Unions-Papier befeuert Arbeitsdebatte
Seit dem Wochenende kocht in Deutschland wieder die Debatte um Arbeitsmoral und Work-Life-Balance hoch. Angestoßen wurde sie durch ein am Sonntag bekannt gewordenes Papier Mittelstands- und Wirtschaftsunion (MIT). In dem Dokument mit dem Titel "Kein Rechtsanspruch auf Lifestyle-Teilzeit" fordert sie eine Reform des Rechtsanspruchs auf Teilzeit. Dieser solle künftig "nur bei Vorliegen einer besonderen Begründung gelten", beispielsweise bei der Erziehung von Kindern oder Pflege von Angehörigen.
Der Vorschlag ziele aber auf die "Lifestyle-Teilzeit" von rund 25 Prozent der Personen, die Teilzeitarbeit als Teil ihrer "Work-Life-Balance" wählten, betonte die MIT. Für die will sie auch die Kombination mit Sozialleistungen streichen. Begründet wird dies mit einer Rekordquote knapp mehr als 40 Prozent Teilzeitjobs.

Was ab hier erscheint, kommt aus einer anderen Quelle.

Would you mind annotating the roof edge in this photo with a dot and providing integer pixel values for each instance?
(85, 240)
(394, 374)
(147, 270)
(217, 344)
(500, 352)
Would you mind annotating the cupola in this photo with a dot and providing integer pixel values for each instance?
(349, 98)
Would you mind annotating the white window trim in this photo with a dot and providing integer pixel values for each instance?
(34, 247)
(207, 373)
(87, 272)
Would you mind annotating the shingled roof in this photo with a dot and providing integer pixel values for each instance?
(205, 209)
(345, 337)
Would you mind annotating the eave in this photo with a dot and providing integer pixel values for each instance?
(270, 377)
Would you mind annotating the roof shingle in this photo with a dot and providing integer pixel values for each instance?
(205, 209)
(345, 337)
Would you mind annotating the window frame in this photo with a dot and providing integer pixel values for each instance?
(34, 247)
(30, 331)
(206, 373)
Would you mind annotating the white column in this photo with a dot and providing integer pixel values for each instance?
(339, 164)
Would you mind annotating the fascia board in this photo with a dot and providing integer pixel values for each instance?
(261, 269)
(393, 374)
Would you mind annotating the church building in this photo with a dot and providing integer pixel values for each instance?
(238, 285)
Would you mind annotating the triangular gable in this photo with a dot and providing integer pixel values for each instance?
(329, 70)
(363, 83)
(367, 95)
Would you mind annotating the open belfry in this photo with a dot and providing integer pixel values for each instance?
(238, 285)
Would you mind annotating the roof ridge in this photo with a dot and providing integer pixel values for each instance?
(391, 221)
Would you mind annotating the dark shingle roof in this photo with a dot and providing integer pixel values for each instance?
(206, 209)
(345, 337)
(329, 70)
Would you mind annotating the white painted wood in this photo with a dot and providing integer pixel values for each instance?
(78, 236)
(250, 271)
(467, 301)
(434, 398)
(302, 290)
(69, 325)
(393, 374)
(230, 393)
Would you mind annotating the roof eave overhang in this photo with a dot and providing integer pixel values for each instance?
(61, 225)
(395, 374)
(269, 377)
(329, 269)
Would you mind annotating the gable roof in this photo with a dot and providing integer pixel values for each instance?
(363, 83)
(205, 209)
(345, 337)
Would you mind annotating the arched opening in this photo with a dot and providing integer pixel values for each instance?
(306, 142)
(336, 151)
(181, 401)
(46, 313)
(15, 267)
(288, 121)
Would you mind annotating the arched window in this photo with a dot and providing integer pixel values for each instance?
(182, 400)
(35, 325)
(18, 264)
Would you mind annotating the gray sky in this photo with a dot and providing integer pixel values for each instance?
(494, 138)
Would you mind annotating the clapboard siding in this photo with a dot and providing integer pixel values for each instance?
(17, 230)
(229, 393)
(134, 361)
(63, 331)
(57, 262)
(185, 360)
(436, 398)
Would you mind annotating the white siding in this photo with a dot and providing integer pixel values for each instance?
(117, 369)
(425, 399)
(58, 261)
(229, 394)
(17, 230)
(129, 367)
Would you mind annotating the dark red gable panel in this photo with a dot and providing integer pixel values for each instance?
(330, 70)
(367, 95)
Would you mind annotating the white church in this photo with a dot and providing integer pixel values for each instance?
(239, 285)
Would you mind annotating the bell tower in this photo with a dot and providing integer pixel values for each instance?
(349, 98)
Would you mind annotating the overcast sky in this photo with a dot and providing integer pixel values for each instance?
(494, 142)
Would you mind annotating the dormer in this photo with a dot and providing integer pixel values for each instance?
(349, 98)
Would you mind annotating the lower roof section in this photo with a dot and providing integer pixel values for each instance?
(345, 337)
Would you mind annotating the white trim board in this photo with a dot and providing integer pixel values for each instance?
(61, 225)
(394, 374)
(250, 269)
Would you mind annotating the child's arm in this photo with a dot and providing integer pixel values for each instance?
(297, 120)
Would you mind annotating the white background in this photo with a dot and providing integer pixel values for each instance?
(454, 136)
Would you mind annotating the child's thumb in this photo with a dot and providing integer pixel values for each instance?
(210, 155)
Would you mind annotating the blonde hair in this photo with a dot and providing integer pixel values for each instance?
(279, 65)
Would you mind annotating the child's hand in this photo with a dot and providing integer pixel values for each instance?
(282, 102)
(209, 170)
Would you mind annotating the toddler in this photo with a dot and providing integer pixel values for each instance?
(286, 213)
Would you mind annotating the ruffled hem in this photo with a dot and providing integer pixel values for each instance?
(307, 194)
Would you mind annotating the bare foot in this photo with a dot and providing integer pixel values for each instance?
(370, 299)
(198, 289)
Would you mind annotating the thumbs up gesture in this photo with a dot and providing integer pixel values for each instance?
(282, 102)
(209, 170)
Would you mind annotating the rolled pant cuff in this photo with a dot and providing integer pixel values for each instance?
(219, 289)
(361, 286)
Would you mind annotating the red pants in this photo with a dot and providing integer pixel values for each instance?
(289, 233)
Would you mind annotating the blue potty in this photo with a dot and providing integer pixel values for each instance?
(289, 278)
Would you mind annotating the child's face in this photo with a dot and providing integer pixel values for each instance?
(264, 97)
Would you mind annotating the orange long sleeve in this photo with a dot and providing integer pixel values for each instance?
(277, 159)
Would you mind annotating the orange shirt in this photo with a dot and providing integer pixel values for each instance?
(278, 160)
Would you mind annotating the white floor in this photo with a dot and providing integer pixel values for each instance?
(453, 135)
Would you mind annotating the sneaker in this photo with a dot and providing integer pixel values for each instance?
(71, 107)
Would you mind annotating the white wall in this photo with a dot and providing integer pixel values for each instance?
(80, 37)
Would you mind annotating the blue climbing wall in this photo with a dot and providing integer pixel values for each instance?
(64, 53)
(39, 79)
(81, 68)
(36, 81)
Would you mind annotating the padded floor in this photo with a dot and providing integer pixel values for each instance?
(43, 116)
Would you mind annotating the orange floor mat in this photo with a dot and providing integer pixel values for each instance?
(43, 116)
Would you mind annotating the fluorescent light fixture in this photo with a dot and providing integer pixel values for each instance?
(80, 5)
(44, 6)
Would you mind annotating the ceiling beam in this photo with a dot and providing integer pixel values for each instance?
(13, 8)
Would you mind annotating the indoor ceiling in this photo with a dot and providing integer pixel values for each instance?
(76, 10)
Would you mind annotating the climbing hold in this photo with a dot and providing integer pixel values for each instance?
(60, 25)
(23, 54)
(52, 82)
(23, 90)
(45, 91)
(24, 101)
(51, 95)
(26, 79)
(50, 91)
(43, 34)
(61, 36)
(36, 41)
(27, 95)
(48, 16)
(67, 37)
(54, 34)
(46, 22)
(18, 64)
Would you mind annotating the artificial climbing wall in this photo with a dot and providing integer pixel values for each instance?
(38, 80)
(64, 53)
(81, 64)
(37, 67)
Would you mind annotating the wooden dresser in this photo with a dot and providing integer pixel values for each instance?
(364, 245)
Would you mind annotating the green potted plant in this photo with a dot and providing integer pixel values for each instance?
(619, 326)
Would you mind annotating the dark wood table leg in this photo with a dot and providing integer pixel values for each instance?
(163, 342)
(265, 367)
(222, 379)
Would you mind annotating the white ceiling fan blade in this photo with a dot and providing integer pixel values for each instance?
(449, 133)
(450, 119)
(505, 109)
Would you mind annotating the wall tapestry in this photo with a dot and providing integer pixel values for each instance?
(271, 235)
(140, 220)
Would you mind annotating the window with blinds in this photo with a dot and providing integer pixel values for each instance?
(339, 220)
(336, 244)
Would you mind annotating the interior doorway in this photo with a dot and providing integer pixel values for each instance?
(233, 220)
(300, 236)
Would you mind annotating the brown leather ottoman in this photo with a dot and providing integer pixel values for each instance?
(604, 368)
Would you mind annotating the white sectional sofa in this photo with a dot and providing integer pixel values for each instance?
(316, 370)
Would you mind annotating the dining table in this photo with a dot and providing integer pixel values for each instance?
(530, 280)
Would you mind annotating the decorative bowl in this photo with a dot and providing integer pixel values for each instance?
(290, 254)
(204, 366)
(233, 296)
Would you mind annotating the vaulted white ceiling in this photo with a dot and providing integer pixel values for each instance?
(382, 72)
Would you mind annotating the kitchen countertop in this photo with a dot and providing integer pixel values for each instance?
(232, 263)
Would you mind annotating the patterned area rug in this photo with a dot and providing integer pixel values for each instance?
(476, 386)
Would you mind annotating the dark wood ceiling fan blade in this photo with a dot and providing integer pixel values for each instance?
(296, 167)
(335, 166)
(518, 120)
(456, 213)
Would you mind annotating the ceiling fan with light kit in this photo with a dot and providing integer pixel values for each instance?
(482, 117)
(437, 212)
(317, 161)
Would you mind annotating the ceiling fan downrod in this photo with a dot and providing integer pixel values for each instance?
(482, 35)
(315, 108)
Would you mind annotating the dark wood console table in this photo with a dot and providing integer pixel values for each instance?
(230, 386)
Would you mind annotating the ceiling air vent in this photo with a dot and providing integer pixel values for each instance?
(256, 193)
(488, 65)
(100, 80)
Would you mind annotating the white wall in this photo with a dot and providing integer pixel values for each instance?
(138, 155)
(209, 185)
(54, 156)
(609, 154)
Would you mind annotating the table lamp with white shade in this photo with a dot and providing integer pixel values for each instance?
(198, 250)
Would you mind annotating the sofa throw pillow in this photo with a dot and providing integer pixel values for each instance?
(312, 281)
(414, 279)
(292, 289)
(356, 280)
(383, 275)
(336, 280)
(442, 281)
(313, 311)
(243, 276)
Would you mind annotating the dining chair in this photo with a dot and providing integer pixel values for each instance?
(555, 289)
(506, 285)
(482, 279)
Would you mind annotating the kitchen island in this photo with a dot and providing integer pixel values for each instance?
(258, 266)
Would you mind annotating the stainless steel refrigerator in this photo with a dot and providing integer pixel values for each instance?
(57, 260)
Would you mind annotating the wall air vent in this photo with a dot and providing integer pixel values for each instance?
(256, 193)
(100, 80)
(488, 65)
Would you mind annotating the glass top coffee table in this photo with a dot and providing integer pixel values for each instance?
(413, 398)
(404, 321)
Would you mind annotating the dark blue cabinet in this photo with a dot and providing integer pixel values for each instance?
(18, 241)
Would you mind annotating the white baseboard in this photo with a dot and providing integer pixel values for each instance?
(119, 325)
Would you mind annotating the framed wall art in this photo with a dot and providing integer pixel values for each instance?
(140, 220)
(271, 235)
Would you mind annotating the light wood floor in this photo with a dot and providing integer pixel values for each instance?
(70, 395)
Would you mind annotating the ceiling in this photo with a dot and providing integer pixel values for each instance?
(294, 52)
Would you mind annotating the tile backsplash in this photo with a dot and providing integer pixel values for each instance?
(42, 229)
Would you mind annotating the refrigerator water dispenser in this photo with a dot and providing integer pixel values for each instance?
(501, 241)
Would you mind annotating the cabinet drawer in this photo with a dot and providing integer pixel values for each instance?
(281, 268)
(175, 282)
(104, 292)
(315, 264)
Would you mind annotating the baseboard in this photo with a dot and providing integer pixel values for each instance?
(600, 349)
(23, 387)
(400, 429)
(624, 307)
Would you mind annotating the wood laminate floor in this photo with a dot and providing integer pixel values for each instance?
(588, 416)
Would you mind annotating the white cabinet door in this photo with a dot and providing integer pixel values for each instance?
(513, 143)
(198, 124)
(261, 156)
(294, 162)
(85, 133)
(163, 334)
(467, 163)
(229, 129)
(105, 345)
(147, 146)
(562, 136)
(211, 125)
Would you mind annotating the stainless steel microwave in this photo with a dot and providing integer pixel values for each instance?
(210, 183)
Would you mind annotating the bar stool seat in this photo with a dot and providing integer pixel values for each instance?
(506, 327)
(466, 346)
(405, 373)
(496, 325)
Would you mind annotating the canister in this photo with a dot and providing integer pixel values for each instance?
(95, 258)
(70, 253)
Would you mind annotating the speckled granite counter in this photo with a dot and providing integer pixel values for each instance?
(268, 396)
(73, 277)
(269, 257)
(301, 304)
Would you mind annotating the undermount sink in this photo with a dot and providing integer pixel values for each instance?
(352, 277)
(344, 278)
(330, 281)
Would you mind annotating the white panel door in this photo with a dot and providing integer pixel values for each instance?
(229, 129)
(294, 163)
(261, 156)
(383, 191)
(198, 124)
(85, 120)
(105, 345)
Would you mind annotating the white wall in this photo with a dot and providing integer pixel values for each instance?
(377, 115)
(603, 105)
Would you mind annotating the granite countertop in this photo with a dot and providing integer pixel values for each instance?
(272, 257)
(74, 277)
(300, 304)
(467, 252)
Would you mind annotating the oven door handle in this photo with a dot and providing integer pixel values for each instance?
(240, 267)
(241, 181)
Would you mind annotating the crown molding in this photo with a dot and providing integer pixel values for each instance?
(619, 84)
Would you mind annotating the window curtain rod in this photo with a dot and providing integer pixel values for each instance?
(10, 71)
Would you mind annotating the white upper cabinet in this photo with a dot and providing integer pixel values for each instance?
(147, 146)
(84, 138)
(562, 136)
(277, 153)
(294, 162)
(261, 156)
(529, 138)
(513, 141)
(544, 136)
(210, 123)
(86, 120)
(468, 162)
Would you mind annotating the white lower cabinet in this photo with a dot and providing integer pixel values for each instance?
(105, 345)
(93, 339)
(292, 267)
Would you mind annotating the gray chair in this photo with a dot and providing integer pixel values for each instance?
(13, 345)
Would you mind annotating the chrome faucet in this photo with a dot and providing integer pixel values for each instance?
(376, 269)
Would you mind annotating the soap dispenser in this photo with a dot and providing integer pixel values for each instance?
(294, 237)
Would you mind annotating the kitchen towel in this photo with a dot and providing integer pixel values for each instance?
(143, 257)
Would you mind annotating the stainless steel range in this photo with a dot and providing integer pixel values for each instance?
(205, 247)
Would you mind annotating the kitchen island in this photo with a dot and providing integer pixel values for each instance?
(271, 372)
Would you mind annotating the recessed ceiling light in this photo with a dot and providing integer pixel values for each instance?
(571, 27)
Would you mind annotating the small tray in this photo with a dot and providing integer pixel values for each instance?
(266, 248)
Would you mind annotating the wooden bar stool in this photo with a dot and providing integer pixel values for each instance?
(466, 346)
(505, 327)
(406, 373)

Der Vorstoß stieß auf Kritik sowohl von SPD, Grünen und Linkspartei, als auch aus der eigenen Partei.
Reinhold Würth: "Niedergang nicht weit"
Unternehmer Würth kritisierte den scheinbar wachsenden Wunsch nach mehr Freizeit und weniger Arbeit. Nach einer "Phase des Wohlstands, des Wohllebens, der Pracht, ja der Freiheit und des freien Worts" seien in Deutschland "die Begehrlichkeiten nach mehr Geld und noch weniger Arbeit" gewachsen. "Die Work-Life-Balance wurde immer mehr in Richtung Life-Balance verschoben."
"Wir sind jetzt in Deutschland an der Kante vom Sein zum Vergehen angekommen, befinden uns also in einer Phase, in der der Niedergang nicht weit ist." Zurückzurudern werde unglaublich schwierig, "weil die heutigen jüngeren Beschäftigten von ihren Eltern, die aus der Generation der Babyboomer stammen, wahnsinnig verwöhnt wurden", sagte Würth weiter.
Er selbst schaffe auch im hohen Alter immer noch, erklärte der 90-Jährige. "So diktiere ich manchmal um 21.30 Uhr abends zuhause noch Briefe und gehe immer wieder ins Büro", sagte Würth der Zeitung. "Und ich schwimme jeden Tag eine halbe Stunde." Seine Smartwatch habe ihm unlängst einen Orden verliehen, weil er sich über sechs Jahre entsprechend viel bewegt habe.